Hi Team,
I have a scenario where i have 2 customers A and B, using an API Proxy name : "HelloWorld". I have total 5 revision of the above proxy.
Now customer A wants to use revision 4 and customer B wants to use revision 5. Is it possible in APIGEE?
Thanks in advance.
Regards
Pratyush
Solved! Go to Solution.
It is valid and possible to deploy At most one revision of a proxy in a given apigee environment. As a result, it is not possible to deploy both r4 and r5 in the same environment.
You could deploy r4 in one environment (eg, test), and r5 in another environment (eg, dev). That would be perfectly legal and valid and people do this all the time. But those revisions would listen on different virtual hosts.
You would then have to direct customer A to use the vhost for env1, and customer B to use the vhost for env2. This would work, technically, but there are downsides.
What is the real requirement? "customer A wants revision 4 and customer B wants revision 5" isn"t quite clear, I think. There is something about "revision 4" and "Revision 5" that the respective customers want. Maybe it's the authentication, maybe it's the shape of the response payload, or something else.
You can accomplish what you want - a configurable experience for different customers, different clients - using Apigee API Products and custom attributes.
You can define distinct API Products (product A and product B) that wrap up API Proxies, and then attach attributes to the products. Create credentials for the respective products and give them to the customers. Now customer A has credentials for Product A, and customer B has credentials for product B.
In the API Proxy, verify the credentials (verifyAPIKey or VerifyAccessToken). This implicitly retrieves the custom attributes on the product for which the credential is authorized.
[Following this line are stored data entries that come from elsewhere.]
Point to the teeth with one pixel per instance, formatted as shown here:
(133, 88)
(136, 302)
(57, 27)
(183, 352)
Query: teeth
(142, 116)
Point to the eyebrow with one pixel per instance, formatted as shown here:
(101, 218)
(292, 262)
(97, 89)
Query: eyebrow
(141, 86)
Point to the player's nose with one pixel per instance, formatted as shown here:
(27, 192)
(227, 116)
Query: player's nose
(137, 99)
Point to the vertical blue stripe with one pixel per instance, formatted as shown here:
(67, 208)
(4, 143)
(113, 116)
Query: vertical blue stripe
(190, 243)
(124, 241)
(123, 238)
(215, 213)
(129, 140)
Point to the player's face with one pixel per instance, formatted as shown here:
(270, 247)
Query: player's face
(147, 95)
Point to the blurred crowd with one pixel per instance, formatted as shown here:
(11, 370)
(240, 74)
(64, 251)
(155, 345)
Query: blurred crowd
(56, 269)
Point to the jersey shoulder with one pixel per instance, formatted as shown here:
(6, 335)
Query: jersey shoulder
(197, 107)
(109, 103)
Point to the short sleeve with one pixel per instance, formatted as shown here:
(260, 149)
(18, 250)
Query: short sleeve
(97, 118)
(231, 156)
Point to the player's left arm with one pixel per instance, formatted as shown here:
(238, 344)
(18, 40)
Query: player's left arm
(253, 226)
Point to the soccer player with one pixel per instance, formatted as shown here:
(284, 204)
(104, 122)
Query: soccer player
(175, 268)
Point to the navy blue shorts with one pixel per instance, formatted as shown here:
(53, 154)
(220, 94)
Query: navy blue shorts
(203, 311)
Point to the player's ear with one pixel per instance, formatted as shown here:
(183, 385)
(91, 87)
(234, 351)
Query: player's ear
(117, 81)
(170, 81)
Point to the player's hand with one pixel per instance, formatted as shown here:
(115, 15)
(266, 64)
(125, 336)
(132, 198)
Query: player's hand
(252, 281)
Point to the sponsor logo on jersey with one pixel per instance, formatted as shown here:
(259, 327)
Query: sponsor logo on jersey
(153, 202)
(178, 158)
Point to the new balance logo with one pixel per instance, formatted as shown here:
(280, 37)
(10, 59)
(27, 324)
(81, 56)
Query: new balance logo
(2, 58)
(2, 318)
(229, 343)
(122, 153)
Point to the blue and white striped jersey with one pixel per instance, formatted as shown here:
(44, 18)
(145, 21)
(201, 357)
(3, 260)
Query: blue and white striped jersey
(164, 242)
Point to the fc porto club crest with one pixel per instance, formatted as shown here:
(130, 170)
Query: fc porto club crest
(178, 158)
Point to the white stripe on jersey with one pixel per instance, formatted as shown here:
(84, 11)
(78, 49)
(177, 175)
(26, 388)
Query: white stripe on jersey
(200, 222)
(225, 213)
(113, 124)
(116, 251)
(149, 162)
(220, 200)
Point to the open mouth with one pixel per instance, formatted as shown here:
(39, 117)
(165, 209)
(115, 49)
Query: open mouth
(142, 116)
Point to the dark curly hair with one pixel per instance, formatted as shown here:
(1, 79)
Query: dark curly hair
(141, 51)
Now, in the API proxy, examine the custom attributes and using Condition elements within you proxy, modify the behavior of the proxy (authentication, response shaping, or whatever) according to the value of the custom attributes.
You may also want to take advantage of multiple proxyendpoints in a API proxy bundle. For example you could have a proxy endpoint that listens at a basepath of /r4/foo and another that listens at /r5/foo. And you can use that basepath to allow clients to distinguish which version of the proxy they want. Deploy one API Proxy with 2 proxy endpoints. This also doesn't scale well beyond 2 revisions or so, but it may get you out of your current predicament.